É este double bind que torna estes tempos “interessantes”. É nos momentos críticos que se tomam opções. Sobre quem queremos ser e onde queremos estar.
Este texto nasce da convicção de que a Cultura tem de ser, nesta crise, uma opção. Além da sua dimensão económica, ela é essencial à realização humana e à democracia. É por essa razão que, em “tempos interessantes”, o devemos afirmar, não apenas por oposição ao veneno dos populismos, mas também ao discurso de areias movediças que o protela para um “momento oportuno” ou o confina ao estreito modelo de “ideias giras”. Sem pensamento nem estratégia.
Nesta discussão, devemos pôr de parte dois argumentos.
O primeiro exprime-se demagogicamente na ideia de que não pode haver Cultura (ou investimento e prioridades para o setor) enquanto houver pobreza no mundo. O mesmo será dizer: enquanto houver défices orçamentais e “outras prioridades”.

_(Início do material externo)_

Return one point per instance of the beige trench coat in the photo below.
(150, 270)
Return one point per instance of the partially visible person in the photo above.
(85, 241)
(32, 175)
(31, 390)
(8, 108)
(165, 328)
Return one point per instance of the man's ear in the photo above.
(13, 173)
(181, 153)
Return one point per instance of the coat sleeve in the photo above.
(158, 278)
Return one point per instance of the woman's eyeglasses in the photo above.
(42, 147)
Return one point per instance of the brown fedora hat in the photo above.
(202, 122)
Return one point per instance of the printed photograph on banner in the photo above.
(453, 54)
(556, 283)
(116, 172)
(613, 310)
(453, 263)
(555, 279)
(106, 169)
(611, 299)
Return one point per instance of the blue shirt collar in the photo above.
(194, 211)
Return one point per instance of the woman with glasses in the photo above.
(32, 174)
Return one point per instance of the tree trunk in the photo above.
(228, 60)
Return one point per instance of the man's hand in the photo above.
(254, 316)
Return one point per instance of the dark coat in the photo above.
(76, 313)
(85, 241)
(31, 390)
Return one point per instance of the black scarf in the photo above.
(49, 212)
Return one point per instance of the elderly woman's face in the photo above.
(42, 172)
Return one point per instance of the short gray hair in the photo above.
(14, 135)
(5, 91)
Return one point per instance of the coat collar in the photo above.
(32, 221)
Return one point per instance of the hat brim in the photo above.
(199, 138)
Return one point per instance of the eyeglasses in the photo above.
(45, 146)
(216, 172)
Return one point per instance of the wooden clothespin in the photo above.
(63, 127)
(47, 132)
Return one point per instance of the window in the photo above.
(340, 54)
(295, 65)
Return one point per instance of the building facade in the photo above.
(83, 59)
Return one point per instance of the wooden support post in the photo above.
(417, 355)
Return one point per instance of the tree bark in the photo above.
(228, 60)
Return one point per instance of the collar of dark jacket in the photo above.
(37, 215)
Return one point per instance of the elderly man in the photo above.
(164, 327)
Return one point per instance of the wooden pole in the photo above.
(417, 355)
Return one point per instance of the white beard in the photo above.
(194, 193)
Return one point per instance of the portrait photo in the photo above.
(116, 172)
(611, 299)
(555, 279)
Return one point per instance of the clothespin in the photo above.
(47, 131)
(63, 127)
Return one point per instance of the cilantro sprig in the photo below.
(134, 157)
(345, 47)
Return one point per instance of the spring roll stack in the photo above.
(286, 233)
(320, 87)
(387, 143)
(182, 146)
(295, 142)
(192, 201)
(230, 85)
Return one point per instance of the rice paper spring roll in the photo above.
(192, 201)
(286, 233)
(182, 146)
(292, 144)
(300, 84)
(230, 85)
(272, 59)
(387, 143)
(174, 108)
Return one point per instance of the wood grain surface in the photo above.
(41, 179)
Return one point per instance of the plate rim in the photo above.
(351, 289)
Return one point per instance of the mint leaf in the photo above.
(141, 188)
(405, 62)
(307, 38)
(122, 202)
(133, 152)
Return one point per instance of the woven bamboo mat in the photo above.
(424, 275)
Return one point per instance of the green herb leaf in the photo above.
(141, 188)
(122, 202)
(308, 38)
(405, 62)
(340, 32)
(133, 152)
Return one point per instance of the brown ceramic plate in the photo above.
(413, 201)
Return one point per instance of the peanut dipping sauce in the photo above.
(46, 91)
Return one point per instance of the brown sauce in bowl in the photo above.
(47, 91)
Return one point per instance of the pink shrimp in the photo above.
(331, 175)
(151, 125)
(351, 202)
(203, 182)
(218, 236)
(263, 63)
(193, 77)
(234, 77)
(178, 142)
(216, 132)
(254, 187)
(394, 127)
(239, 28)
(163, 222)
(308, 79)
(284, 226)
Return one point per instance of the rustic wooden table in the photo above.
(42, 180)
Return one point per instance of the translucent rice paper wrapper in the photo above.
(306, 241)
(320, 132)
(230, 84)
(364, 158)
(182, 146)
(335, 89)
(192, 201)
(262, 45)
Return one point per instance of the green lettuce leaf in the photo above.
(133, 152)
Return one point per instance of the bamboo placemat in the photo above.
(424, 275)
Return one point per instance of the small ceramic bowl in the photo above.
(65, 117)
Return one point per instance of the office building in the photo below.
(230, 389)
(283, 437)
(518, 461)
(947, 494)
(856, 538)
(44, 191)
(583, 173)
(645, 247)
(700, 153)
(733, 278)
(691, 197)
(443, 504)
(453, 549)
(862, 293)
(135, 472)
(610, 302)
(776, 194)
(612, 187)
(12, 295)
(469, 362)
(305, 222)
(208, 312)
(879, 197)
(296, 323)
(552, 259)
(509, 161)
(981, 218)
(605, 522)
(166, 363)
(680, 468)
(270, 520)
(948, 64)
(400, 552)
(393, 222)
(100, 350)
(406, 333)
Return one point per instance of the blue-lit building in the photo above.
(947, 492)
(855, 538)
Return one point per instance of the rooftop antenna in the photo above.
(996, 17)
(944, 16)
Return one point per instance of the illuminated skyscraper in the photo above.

O segundo, igualmente perverso e totalitário, tem na fórmula latina “fiat ars et pereat mundus” [“que a arte permaneça, ainda que mundo pereça”] a sua mais eloquente expressão.
Mais do que uma abordagem paternalista e assistencialista, o que o setor e os seus atores esperam e acalentam é de oportunidades de trabalho, investimentos na reinvenção do seu lugar e compromissos claros.
Algumas possibilidades de transformação estão a ser ignoradas neste “pousio”. Especialmente na digitalização, onde a falta de investimento é estrutural – da criação à difusão, do património à comunicação. Parte dos financiamentos comprometidos não precisam sequer de ser “reagendados” (a agenda não é a medida de todas as coisas). Poderiam orientar-se para o incremento do território digital da Cultura e do Património. O mesmo se poderá dizer dos salvíficos fundos comunitários.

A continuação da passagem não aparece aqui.